Mean IASL for both left and right renal arteries in the cohort was 35.7 mm. Renal arteries containing chimney IASL <30 mm trended toward a greater branch angle (135.4 vs. 127.8°, = .06). Left renal arteries showed significantly greater branch angle among those with IASL <40 mm (135.5 vs. 121.7°, = .045). Mean IASL for renal arteries in chEVAR was significantly longer compared to chEVAS (39.2 vs. 26.3 mm, = .003). No difference was noted in overall branch angle or end-stent angle based on procedure type. ChEVAR with IASL <30 mm had significantly greater end-stent angle (48.2 vs. 33.5°, = .03). In contrast, chEVAS patients showed no difference in end-stent angle based on IASL thresholds, but did have significantly greater branch angle among those with IASL <30 mm when grouped by both all renal arteries (133.5 vs. 113.5°, = .004) and right renal arteries (134.3 vs. 111.6°, = .02).

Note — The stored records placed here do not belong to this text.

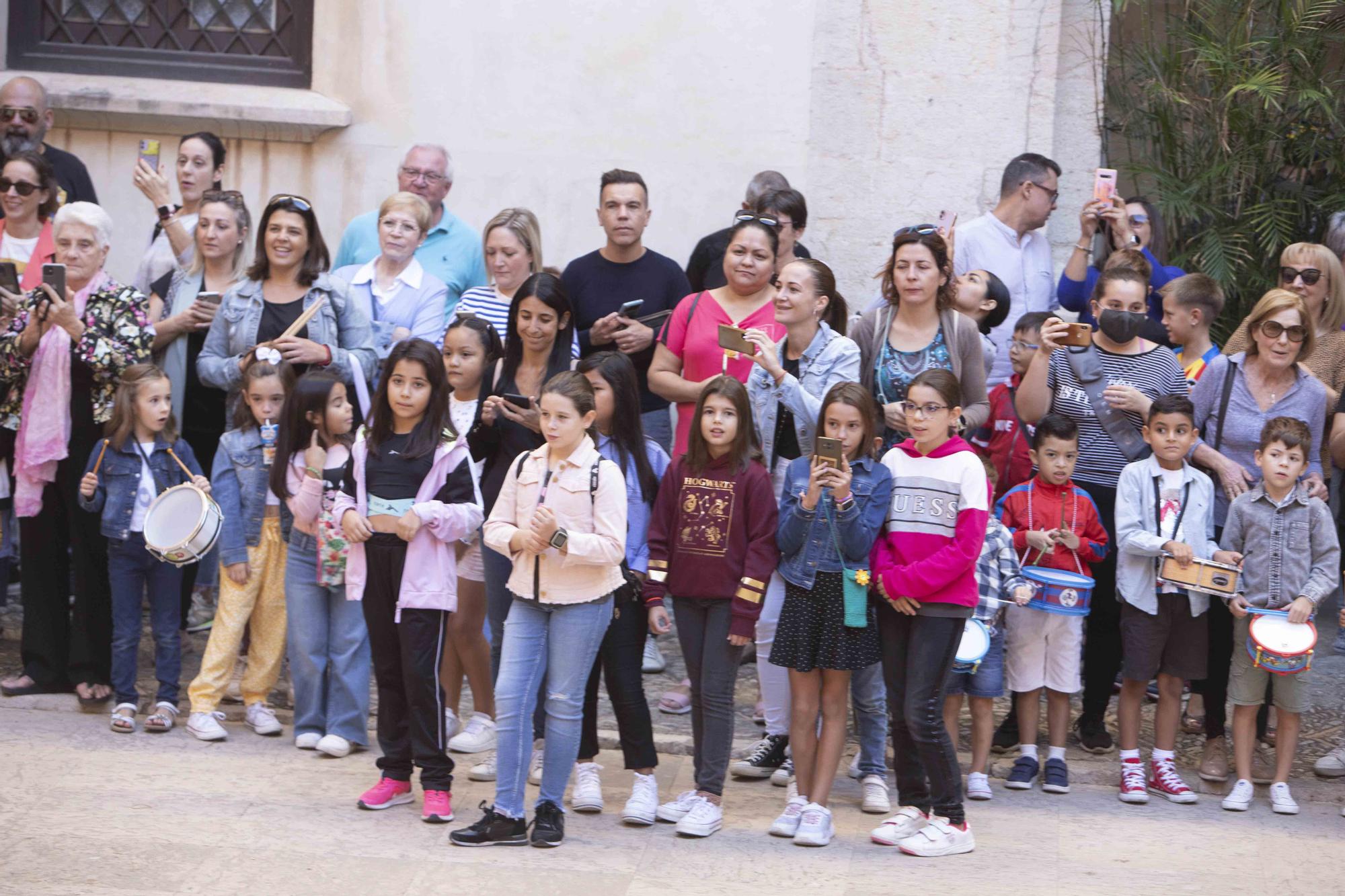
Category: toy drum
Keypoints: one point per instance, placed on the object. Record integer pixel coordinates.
(1059, 591)
(973, 647)
(1280, 646)
(182, 525)
(1202, 575)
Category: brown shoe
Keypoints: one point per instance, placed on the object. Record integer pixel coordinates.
(1214, 760)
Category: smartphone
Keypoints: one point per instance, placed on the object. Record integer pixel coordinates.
(1079, 335)
(828, 450)
(150, 154)
(1105, 185)
(734, 339)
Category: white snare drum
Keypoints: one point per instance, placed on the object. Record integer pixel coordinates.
(182, 525)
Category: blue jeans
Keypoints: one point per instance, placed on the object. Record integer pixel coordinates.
(328, 643)
(558, 642)
(131, 568)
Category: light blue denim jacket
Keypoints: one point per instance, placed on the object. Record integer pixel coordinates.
(805, 536)
(239, 483)
(831, 358)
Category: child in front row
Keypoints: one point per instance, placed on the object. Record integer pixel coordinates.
(1292, 563)
(1164, 507)
(1055, 524)
(138, 467)
(712, 551)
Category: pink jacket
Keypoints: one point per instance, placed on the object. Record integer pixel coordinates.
(937, 524)
(430, 577)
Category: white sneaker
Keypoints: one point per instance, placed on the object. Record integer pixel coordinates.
(679, 807)
(816, 827)
(484, 770)
(1281, 801)
(894, 830)
(206, 725)
(644, 805)
(704, 819)
(939, 838)
(477, 737)
(978, 786)
(653, 661)
(587, 795)
(1241, 797)
(263, 720)
(334, 745)
(787, 823)
(876, 801)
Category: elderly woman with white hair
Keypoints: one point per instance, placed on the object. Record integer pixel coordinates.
(63, 358)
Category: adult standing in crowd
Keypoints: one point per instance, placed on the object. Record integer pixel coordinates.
(1009, 241)
(622, 271)
(451, 249)
(917, 330)
(289, 275)
(705, 270)
(26, 119)
(201, 167)
(689, 353)
(1135, 372)
(1235, 397)
(63, 357)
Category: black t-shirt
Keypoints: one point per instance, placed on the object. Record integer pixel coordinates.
(599, 287)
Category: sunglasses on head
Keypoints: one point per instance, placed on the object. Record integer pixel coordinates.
(1309, 275)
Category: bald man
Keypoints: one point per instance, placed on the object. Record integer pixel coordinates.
(25, 119)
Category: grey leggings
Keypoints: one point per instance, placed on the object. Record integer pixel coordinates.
(712, 663)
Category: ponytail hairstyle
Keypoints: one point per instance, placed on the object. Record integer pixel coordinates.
(123, 424)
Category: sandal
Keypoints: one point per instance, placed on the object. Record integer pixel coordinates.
(162, 717)
(124, 724)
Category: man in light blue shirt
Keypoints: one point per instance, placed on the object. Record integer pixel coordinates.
(453, 251)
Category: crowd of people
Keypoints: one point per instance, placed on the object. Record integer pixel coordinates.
(438, 462)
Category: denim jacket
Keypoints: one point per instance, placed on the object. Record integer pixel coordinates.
(831, 358)
(239, 483)
(119, 481)
(805, 536)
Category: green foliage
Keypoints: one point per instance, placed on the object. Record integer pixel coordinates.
(1229, 115)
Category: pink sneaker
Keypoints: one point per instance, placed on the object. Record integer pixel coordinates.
(439, 807)
(387, 792)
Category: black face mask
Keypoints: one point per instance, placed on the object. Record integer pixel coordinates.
(1121, 326)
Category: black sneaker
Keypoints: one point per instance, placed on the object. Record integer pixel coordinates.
(1093, 735)
(763, 759)
(493, 830)
(548, 825)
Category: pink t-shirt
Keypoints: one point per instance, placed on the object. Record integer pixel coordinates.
(697, 343)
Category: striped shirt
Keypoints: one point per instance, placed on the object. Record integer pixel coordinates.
(1155, 373)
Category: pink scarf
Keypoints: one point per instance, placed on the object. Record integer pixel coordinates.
(45, 438)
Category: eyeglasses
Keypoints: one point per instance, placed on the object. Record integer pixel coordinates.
(28, 114)
(1309, 275)
(922, 411)
(22, 186)
(416, 174)
(1274, 330)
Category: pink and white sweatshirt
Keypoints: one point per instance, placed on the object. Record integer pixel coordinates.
(937, 524)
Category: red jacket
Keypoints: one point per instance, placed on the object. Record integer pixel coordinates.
(1054, 507)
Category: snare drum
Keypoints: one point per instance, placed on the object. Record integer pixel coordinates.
(1280, 646)
(1058, 591)
(973, 647)
(182, 525)
(1202, 575)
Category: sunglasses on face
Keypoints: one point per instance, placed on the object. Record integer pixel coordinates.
(1274, 330)
(1309, 275)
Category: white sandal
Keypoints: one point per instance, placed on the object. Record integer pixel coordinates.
(163, 717)
(124, 724)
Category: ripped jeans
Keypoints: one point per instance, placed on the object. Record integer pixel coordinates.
(558, 642)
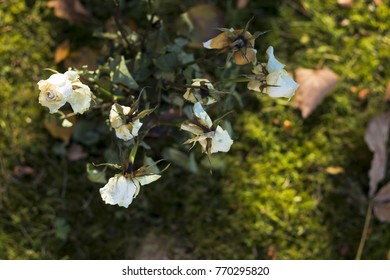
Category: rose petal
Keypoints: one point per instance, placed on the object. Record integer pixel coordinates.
(280, 84)
(273, 64)
(119, 190)
(221, 142)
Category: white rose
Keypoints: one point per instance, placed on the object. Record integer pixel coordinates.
(220, 139)
(122, 130)
(55, 91)
(280, 83)
(122, 190)
(81, 97)
(221, 142)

Renal chimney stents with longer IASL appear to exhibit less renal artery deformation, suggesting a more gradual and perpendicular transition of the chimney stent across the renal ostium.
复杂血管内动脉瘤修复(EVAR)中平行支架移植物技术的实践模式和耐久性仍定义不明确。我们旨在量化和比较肾烟囱主动脉内支架长度(IASL)对复杂 EVAR 中肾动脉几何变形的影响。
2010 年至 2016 年间,38 例非连续患者接受了平行支架移植物技术(烟囱 EVAR [chEVAR],n=28;烟囱血管内动脉瘤密封术 [chEVAS],n=10)的 EVAR。共使用 59 个肾烟囱支架。几何量化是从基于三维模型的中心线提取中得出的。肾烟囱主动脉内支架长度(IASL)定义为烟囱支架从烟囱支架的近端边缘延伸至相应肾动脉的开口的长度。
该队列中左、右肾动脉的平均 IASL 分别为 35.7mm。包含 IASL<30mm 的肾动脉分支角度较大(135.4 与 127.8°,=0.06)。IASL<40mm 的左肾动脉分支角度明显较大(135.5 与 121.7°,=0.045)。chEVAR 的肾动脉 IASL 明显长于 chEVAS(39.2 与 26.3mm,=0.003)。基于手术类型,整体分支角度或支架末端角度无差异。IASL<30mm 的 chEVAR 支架末端角度明显较大(48.2 与 33.5°,=0.03)。相比之下,chEVAS 患者的支架末端角度无 IASL 阈值差异,但在以所有肾动脉(133.5 与 113.5°,=0.004)和右肾动脉(134.3 与 111.6°,=0.02)分组时,IASL<30mm 的患者分支角度明显较大。
具有较长 IASL 的肾烟囱支架似乎表现出较小的肾动脉变形,表明烟囱支架在肾口处的过渡更平缓、更垂直。